A machine that fills cardboard boxes with cereal has a fill weight whose mean is 12.02oz, with a standard deviation of 0.03 oz. A case consists of 12 boxes randomly sampled from the output of the machine. 2(a) If I buy a case of cereal, what is the expected total weight of the cereal I have bought? 2(b) By how much, in standard deviation terms, will my total weight purchased deviate from the expectation? In other words, what is the standard deviation of the total weight of a case? 2(c) What is the long-run theoretical average weight per box, in a case? 2(d)By how much will the average weight per box of my randomly-selected case deviate from the long run theoretical average? In other words, what is the standard deviation of the mean, for a sample of size n=12 ? Show any work you perform. 2(e) How many boxes must be included in a case for the standard deviation of the average weight per box to be 0.005 oz?

Answer 1

The expected total weight of a case of cereal is 144.24 oz, with a standard deviation of 0.07 oz. The long-run theoretical average weight per box is 12.02 oz, with a standard deviation of 0.005 oz.

Step-by-step explanation:

The expected total weight of a case of cereal can be calculated as the mean weight of a box (12.02 oz) times the number of boxes in a case (12). This gives an expected total weight of 144.24 oz. The standard deviation of the total weight of a case can be calculated by multiplying the standard deviation of the fill weight (0.03 oz) by the square root of the number of boxes in a case (12). This gives a standard deviation of 0.07 oz.

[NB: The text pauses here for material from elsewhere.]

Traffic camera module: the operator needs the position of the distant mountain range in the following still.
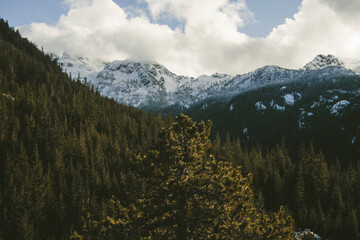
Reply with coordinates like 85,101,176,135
54,53,360,111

The long-run theoretical average weight per box can be calculated using the same mean weight of 12.02 oz. The standard deviation of the mean weight per box for a sample of size n=12 can be calculated by dividing the standard deviation of the fill weight (0.03 oz) by the square root of the sample size (12). This gives a standard deviation of 0.005 oz.

The average weight per box of a randomly-selected case may deviate from the long-run theoretical average, although the amount of deviation will depend on the size of the sample. The larger the sample size, the less deviation there will be. In order to achieve a standard deviation of 0.005 oz for the average weight per box of a case, the number of boxes must be increased to a size of 144 (12^2). This would result in a case containing 12 boxes of 12.02 oz each, yielding an expected total weight of 144.24 oz.

In conclusion, the expected total weight of a case of cereal is 144.24 oz, with a standard deviation of 0.07 oz. The long-run theoretical average weight per box is 12.02 oz, with a standard deviation of 0.005 oz. To achieve a standard deviation of 0.005 oz for the average weight per box of a case, the number of boxes must be increased to a size of 144.